In Let Us Prey a mysterious stranger (Liam Cunningham) descends upon a sleepy Irish town making a rookie cop's first night on the job a living hell. Rachel (Pollyanna McIntosh), the rookie in question, witnesses a reckless teen hit the stoic stranger with his car, but the body is nowhere to be found until he is brought in by fellow officers seemingly unharmed. Unable to coax the man's true identity and the purpose of a little black book full of names they lock him behind bars. The stranger begins revealing every dirty detail of the sins perpetrated by everyone in the station and before long its a fight to see who can survive before the clock strikes midnight.
Let Us Prey is held together by the sturdy shoulders of Cunningham- who most will recognize as Davos from Game of Thrones. However, even Cunningham can't shield the film from the shaky storytelling at play, though his furrowed brow and ominous demeanor keep O'Malley's film from falling apart altogether. The unraveling of each character comes at a steady clip, but there's nary a moment spent to help one understand the sins they've committed except to show in flashbacks that they are all indeed terrible people. The roads that lead these characters to be placed under the thumb of Cunningham's supernatural influence are a mystery and thus the characters suffer as a result.
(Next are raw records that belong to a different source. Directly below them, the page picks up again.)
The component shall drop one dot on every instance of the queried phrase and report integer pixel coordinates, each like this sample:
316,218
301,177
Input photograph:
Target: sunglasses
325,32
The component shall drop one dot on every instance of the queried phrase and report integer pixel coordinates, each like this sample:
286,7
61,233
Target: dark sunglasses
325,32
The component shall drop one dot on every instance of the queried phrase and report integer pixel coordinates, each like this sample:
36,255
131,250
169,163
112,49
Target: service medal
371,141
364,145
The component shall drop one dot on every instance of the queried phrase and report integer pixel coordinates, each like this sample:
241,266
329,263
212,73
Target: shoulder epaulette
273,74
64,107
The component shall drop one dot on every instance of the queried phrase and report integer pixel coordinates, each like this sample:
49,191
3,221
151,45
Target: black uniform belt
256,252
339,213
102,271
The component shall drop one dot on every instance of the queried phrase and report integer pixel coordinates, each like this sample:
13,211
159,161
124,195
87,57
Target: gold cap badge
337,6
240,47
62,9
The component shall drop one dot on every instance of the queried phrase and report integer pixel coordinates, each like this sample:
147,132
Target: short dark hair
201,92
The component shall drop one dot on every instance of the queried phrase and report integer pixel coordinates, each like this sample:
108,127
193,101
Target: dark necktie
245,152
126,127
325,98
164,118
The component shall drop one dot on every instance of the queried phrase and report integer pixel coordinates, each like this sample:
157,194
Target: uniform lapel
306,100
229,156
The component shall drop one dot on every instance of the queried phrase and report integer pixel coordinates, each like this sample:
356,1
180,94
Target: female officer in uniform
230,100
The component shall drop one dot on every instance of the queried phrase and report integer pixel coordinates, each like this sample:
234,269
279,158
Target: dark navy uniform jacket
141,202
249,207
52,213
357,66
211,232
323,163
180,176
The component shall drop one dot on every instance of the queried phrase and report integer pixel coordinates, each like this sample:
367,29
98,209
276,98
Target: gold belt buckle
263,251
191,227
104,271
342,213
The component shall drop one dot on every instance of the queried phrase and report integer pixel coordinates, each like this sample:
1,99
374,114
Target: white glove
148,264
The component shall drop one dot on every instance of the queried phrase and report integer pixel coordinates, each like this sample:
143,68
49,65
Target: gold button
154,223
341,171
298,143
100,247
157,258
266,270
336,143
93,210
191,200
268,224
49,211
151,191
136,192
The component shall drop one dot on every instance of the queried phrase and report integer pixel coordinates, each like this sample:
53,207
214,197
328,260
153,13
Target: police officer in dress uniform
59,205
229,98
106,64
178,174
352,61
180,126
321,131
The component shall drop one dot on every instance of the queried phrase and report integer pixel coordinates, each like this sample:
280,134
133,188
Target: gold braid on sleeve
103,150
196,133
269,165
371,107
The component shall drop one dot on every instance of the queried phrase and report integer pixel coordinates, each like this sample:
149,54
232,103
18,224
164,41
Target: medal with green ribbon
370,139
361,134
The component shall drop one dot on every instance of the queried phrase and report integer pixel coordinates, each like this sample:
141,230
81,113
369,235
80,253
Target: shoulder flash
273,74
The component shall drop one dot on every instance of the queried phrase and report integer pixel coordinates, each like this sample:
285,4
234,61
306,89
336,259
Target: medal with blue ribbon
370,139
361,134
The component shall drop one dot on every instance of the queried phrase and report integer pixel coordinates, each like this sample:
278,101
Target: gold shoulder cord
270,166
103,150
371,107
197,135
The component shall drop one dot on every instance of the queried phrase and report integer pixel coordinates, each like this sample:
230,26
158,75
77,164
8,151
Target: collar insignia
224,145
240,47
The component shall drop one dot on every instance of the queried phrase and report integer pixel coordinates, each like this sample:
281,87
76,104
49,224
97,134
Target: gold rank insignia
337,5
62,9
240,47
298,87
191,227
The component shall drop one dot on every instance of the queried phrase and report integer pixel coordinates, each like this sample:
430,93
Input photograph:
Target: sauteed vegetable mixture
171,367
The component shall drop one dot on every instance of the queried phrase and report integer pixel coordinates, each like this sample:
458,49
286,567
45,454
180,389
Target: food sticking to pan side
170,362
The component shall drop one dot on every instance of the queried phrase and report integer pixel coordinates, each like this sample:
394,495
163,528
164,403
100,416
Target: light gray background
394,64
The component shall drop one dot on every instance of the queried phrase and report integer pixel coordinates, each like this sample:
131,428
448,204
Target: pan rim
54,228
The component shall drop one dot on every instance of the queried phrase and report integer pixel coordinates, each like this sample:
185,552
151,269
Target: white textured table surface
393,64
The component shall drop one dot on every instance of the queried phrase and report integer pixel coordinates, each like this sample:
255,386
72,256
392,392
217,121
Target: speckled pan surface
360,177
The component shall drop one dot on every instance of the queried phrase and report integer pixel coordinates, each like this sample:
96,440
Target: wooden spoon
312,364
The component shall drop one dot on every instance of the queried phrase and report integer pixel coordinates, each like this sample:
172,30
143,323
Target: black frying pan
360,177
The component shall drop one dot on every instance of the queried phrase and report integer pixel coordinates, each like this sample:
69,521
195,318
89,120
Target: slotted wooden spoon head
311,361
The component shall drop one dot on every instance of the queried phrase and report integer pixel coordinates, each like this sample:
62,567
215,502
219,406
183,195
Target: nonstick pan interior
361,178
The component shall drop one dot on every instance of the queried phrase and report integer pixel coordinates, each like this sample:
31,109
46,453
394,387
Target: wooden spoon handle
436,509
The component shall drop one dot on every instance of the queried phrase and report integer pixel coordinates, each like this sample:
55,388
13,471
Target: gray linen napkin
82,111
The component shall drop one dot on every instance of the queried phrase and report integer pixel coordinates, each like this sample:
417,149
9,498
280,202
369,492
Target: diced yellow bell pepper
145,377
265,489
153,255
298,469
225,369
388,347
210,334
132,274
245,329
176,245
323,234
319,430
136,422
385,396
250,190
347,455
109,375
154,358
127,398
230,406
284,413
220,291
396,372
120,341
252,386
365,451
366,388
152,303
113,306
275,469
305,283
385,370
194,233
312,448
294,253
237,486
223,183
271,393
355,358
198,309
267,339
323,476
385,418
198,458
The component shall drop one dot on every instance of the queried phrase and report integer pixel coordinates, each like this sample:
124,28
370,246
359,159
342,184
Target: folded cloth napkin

Still, it's kind of fun to watch Cunningham taunt the sinners around him with the knowledge of their deeds while snapping matches in half and scowling into the camera. It also helps that the film itself is shot beautifully; giving some of the set pieces a magnificently clear aesthetic to display the maddeningly bizarre character shifts. How Rachel inexplicably ended up as a cop in a town full of sociopaths is just one more notch to chalk up for the film's dizzying array of storytelling pitfalls. But hey, at least O'Malley is kind enough to let the blood flow aplenty in the final act- kudos on that one.
By design Let Us Prey has the appearance of a supernatural thriller capable of standing tall in the genre, but structural issues periodically threaten to collapse all its niceties and smother a great performance from Liam Cunningham. Let Us Prey emerges as a mostly solid genre effort in spite of its flaws and postits Brian O'Malley as a director with limitless potential.